Hunter Parrish on What Might Be His Last Shirtless Role – and How You Can Keep It on the Air
The Weeds actor discusses his new show Good Girls Revolt and how audiences can keep the show in production
Hunter Parrish‘s on-screen fate is in your hands.
PEOPLE recently caught up with the newly married star to discuss how viewers can help his new Amazon pilot Good Girls Revolt get picked up for a full season. And, full disclosure: The conversation might have involved him talking about taking off his shirt.
Based on Lynn Povich’s 2012 novel, Good Girls Revolt tells the story of a group of women at Newsweek in the late ’60s who fought for their rights in the workplace. Parrish plays Douglas Rhodes, a young man who, like the majority of men at that time, is slow to embrace the idea of women taking on traditionally male jobs.
“Doug is in a place that’s identifiable for a lot of people,” says Parrish, 28. “As the world changes and we have to make the choice of whether to be a part of something that is spectacular and correct and on the right side of something and learn how to tweak the traditions that we’re used to.”

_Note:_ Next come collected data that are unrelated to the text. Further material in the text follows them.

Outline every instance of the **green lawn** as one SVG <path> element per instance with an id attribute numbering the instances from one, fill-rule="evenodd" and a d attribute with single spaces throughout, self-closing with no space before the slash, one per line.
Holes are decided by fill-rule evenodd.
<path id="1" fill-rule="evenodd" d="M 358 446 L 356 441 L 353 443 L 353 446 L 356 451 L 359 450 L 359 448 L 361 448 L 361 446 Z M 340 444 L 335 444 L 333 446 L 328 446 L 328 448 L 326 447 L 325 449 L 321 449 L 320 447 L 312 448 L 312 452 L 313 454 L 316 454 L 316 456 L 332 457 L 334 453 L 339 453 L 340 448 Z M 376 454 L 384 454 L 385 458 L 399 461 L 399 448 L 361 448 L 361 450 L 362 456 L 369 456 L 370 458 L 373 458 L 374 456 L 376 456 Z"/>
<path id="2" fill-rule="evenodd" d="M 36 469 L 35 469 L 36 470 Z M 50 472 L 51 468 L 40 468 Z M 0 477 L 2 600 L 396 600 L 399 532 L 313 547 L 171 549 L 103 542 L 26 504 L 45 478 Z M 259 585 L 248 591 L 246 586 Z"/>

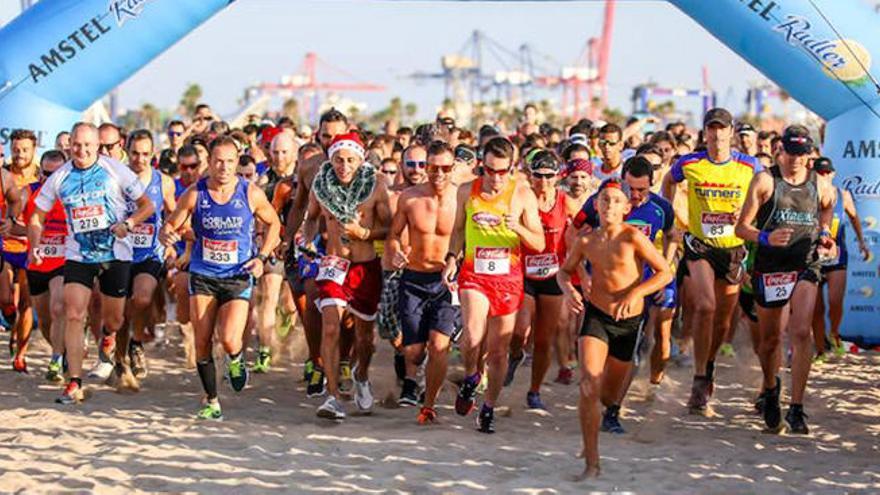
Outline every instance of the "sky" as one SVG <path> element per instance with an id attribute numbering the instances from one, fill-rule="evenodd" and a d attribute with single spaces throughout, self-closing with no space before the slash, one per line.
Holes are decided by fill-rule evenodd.
<path id="1" fill-rule="evenodd" d="M 0 0 L 0 23 L 17 15 L 17 0 Z M 175 107 L 184 88 L 199 83 L 221 115 L 239 108 L 244 88 L 293 73 L 306 52 L 356 77 L 386 86 L 384 93 L 349 94 L 367 111 L 400 96 L 431 115 L 443 99 L 440 81 L 416 82 L 416 71 L 437 72 L 474 29 L 515 51 L 528 43 L 540 65 L 570 65 L 602 28 L 604 1 L 426 2 L 405 0 L 238 0 L 120 86 L 123 108 L 153 103 Z M 702 27 L 662 0 L 620 0 L 608 75 L 612 107 L 629 113 L 636 84 L 698 88 L 701 67 L 719 104 L 745 110 L 750 83 L 766 79 Z M 489 69 L 500 69 L 497 63 Z M 322 72 L 319 70 L 319 77 Z M 328 82 L 352 82 L 323 72 Z M 560 93 L 538 98 L 560 99 Z M 536 98 L 536 99 L 538 99 Z M 696 101 L 679 100 L 696 110 Z M 781 107 L 780 107 L 781 108 Z"/>

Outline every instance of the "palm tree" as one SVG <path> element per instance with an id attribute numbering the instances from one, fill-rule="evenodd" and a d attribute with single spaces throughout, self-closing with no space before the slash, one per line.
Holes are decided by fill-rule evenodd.
<path id="1" fill-rule="evenodd" d="M 300 116 L 299 116 L 299 102 L 296 98 L 288 98 L 284 101 L 284 104 L 281 106 L 281 113 L 287 117 L 293 119 L 294 122 L 299 124 Z"/>
<path id="2" fill-rule="evenodd" d="M 159 129 L 161 124 L 161 115 L 159 113 L 159 109 L 156 108 L 156 105 L 152 103 L 144 103 L 141 106 L 141 126 L 144 129 L 149 129 L 151 131 L 155 131 Z"/>
<path id="3" fill-rule="evenodd" d="M 180 106 L 187 115 L 192 115 L 196 111 L 196 105 L 202 99 L 202 87 L 195 83 L 190 83 L 180 97 Z"/>

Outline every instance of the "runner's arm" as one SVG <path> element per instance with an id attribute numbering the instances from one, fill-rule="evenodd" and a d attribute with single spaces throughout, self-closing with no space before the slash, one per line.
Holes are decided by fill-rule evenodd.
<path id="1" fill-rule="evenodd" d="M 541 225 L 541 217 L 538 215 L 538 198 L 527 185 L 521 185 L 517 194 L 523 210 L 522 221 L 513 223 L 514 232 L 527 248 L 533 251 L 543 251 L 544 227 Z"/>
<path id="2" fill-rule="evenodd" d="M 296 208 L 294 208 L 296 209 Z M 321 205 L 318 204 L 318 198 L 315 193 L 309 193 L 309 207 L 306 211 L 306 219 L 303 223 L 303 242 L 311 244 L 312 239 L 318 235 L 318 217 L 321 215 Z"/>
<path id="3" fill-rule="evenodd" d="M 458 187 L 458 197 L 455 204 L 455 226 L 452 228 L 452 236 L 449 238 L 449 254 L 454 255 L 456 259 L 461 256 L 464 249 L 464 229 L 466 224 L 467 200 L 470 196 L 471 183 L 465 183 Z M 449 258 L 447 254 L 447 258 Z M 447 263 L 448 259 L 445 259 Z"/>
<path id="4" fill-rule="evenodd" d="M 736 221 L 734 233 L 737 237 L 744 241 L 758 243 L 758 237 L 761 231 L 753 225 L 755 217 L 758 215 L 758 208 L 767 198 L 768 193 L 773 188 L 773 179 L 766 172 L 760 172 L 752 177 L 749 184 L 749 190 L 746 193 L 746 201 L 743 204 Z"/>
<path id="5" fill-rule="evenodd" d="M 177 208 L 177 199 L 174 197 L 174 179 L 165 174 L 162 174 L 162 202 L 166 216 Z"/>
<path id="6" fill-rule="evenodd" d="M 562 289 L 566 299 L 570 301 L 571 308 L 577 313 L 583 310 L 584 303 L 577 288 L 571 283 L 571 276 L 579 270 L 579 267 L 583 266 L 584 252 L 589 242 L 587 239 L 587 237 L 577 238 L 568 250 L 568 255 L 562 266 L 559 267 L 559 271 L 556 272 L 556 282 L 559 284 L 559 288 Z"/>
<path id="7" fill-rule="evenodd" d="M 269 203 L 266 193 L 256 184 L 250 184 L 248 196 L 251 204 L 254 205 L 254 216 L 265 225 L 263 245 L 260 246 L 259 254 L 268 258 L 280 241 L 281 220 L 278 218 L 275 208 Z"/>
<path id="8" fill-rule="evenodd" d="M 285 219 L 284 240 L 288 244 L 293 242 L 294 236 L 296 236 L 297 231 L 299 231 L 299 228 L 303 224 L 306 210 L 310 206 L 310 188 L 305 187 L 305 179 L 302 177 L 302 175 L 305 174 L 303 170 L 303 167 L 297 167 L 296 169 L 299 186 L 293 191 L 293 205 L 291 206 L 290 211 L 287 212 L 287 218 Z"/>
<path id="9" fill-rule="evenodd" d="M 670 268 L 669 262 L 666 261 L 666 258 L 664 258 L 659 251 L 657 251 L 654 243 L 652 243 L 646 235 L 642 234 L 637 229 L 633 230 L 636 256 L 644 260 L 654 272 L 650 278 L 642 281 L 642 283 L 632 289 L 632 292 L 634 292 L 637 297 L 642 298 L 659 291 L 666 287 L 669 282 L 672 282 L 672 268 Z"/>
<path id="10" fill-rule="evenodd" d="M 865 235 L 862 231 L 862 220 L 859 218 L 859 212 L 856 210 L 856 203 L 853 201 L 852 194 L 846 189 L 841 189 L 843 201 L 843 211 L 849 217 L 849 223 L 852 224 L 853 230 L 856 232 L 856 238 L 859 240 L 859 249 L 867 250 L 865 245 Z"/>
<path id="11" fill-rule="evenodd" d="M 388 188 L 380 182 L 376 189 L 376 218 L 373 219 L 373 228 L 366 229 L 365 241 L 384 240 L 388 237 L 391 228 L 391 206 L 388 200 Z"/>
<path id="12" fill-rule="evenodd" d="M 165 219 L 165 224 L 162 225 L 162 232 L 159 236 L 162 244 L 170 246 L 180 240 L 180 235 L 177 232 L 183 227 L 186 220 L 192 214 L 193 209 L 195 209 L 196 197 L 198 197 L 198 191 L 192 186 L 180 195 L 176 208 Z"/>
<path id="13" fill-rule="evenodd" d="M 31 215 L 30 221 L 28 221 L 27 238 L 31 246 L 31 253 L 28 253 L 29 257 L 33 255 L 33 248 L 40 245 L 40 238 L 43 237 L 43 226 L 45 225 L 47 214 L 48 212 L 41 210 L 39 207 L 34 208 L 34 214 Z"/>
<path id="14" fill-rule="evenodd" d="M 388 231 L 388 252 L 392 255 L 400 252 L 402 247 L 401 236 L 406 229 L 406 203 L 409 195 L 406 191 L 402 192 L 397 198 L 397 208 L 394 216 L 391 218 L 391 228 Z"/>

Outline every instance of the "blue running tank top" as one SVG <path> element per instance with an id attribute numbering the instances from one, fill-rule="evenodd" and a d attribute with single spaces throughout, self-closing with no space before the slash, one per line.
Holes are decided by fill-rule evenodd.
<path id="1" fill-rule="evenodd" d="M 195 232 L 189 271 L 215 278 L 246 274 L 244 264 L 254 252 L 254 213 L 248 202 L 248 182 L 237 178 L 235 192 L 219 204 L 208 192 L 208 179 L 196 183 L 198 197 L 193 211 Z"/>
<path id="2" fill-rule="evenodd" d="M 165 205 L 164 193 L 162 192 L 162 173 L 152 168 L 150 171 L 150 182 L 145 186 L 144 193 L 153 203 L 153 214 L 139 225 L 135 225 L 128 234 L 134 249 L 132 256 L 134 263 L 150 259 L 161 261 L 165 253 L 165 248 L 159 242 L 159 231 L 162 229 L 162 208 Z M 133 213 L 137 209 L 137 205 L 130 202 L 128 208 L 129 212 Z"/>

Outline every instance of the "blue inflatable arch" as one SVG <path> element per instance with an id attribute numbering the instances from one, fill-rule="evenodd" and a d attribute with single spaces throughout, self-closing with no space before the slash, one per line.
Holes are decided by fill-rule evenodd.
<path id="1" fill-rule="evenodd" d="M 51 146 L 89 105 L 232 1 L 42 0 L 0 30 L 0 145 L 29 128 Z M 828 121 L 825 154 L 872 250 L 867 262 L 850 257 L 842 333 L 880 344 L 880 18 L 862 0 L 670 2 Z"/>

Speaking of traditions fit for tweaking, Parrish admits that, while he enjoys being able to play more adult characters in more adult scenarios (yes, that includes sex scenes), he’d like to limit his amount of, ahem, “exposure” moving forward.
“We were filming a [sex] scene that didn’t make the pilot,” Parrish recalls. “I think I showed my butt and afterward, Dana [Calvo, the show’s creator,] was like, ‘How do you feel about these types of things?’ And I said to her, on a personal level, ‘Yeah you know, I’m kind of more into protecting my body now.’ And it was such an interesting conversation to have, especially in light of what we’re talking about with women being objectified for their entire career. Those sorts of fun, interesting conversations that being able to be birthed out of shows like this and conversations we’re having in Hollywood.”
Parrish went on to predict an eventual end to his on-screen shirtlessness. “Every script that I read whether it’s film, a TV show or whatever, the guy inadvertently has to take his shirt off,” he says. “But I feel that door closing fairly soon [for me]. I’ve done it enough.”
Lest his fans get too depressed, he adds with a laugh: “There’s plenty of pictures of me online with my shirt off.”
Parrish says the show has a much greater message, though, because Good Girls is, at its core, about issues to which everyone can relate.
“If you’re interested in the freedom and liberation of women and how that’s come about and how that relates to what we’re going through today – women still fighting for that in the workplace – and you’re interested in the era, which is an incredible time in our culture and history, then this time period in the show is relatable to people across the board,” he says. “It’s not something only women can identify with.”
Parrish emphasizes that the series can only get a full season pick-up if viewers watch the pilot on Amazon and fill out a ratings survey, essentially voting up Good Girls over several other competing series.
“The greatest thing to do is go and watch,” says Parrish. “You have to watch the entire show and then give us a rating – which will be five stars, of course.”